Citi executives were especially cheered by the turnaround in total net interest revenue for its branded cards in North America. It was $1.9 billion in the third quarter, up 3.4% from the same period last year and 6% since the second quarter. Net interest revenue is the difference between a bank's interest and fee income and its cost of funds.
Purchase sales for branded cards in the U.S. rose 11% to $87 billion. Citi’s branded card business includes cards it issues for Costco, American Airlines and others. (All figures for branded cards exclude results from the Hilton card portfolio that Citi sold in the first quarter to American Express.)
Due to the large shift of its portfolio out of promo rates to interest-earning rates, Citi expects that it will post full-year revenue growth in branded cards for 2019, Gerspach said. However, he did not say how large that growth would be. Revenue from branded cards in the U.S. fell 3% in the third quarter to $2.1 billion.
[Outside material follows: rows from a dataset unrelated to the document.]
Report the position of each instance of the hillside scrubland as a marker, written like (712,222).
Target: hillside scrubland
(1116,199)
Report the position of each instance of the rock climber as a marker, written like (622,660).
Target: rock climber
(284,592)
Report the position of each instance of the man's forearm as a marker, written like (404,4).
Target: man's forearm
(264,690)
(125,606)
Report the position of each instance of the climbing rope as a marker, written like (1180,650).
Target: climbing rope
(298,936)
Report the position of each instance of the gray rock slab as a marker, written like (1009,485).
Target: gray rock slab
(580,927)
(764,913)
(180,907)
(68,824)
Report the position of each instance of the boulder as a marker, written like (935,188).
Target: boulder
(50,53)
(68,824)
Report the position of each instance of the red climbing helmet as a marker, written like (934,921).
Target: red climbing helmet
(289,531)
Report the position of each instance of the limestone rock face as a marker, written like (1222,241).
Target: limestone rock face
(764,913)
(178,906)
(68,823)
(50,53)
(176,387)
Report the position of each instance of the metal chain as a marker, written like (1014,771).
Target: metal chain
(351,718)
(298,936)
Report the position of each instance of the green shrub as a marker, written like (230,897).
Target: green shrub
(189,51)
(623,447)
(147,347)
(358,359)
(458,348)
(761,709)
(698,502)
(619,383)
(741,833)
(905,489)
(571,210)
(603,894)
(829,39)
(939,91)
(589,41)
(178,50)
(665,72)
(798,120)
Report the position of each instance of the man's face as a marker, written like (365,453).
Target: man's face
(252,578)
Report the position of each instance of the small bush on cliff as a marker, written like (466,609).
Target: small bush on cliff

“We feel really good about the prospects of U.S. branded cards,” Gerspach said.
To be certain, with so many customers now paying interest-generating card balances, credit quality could start to erode. However, net credit losses for credit cards have remained at around 3% this year, which is an acceptable range, Gerspach said.
“We might have a slight increase in delinquencies, but we are still very confident” with credit quality staying manageable, he said.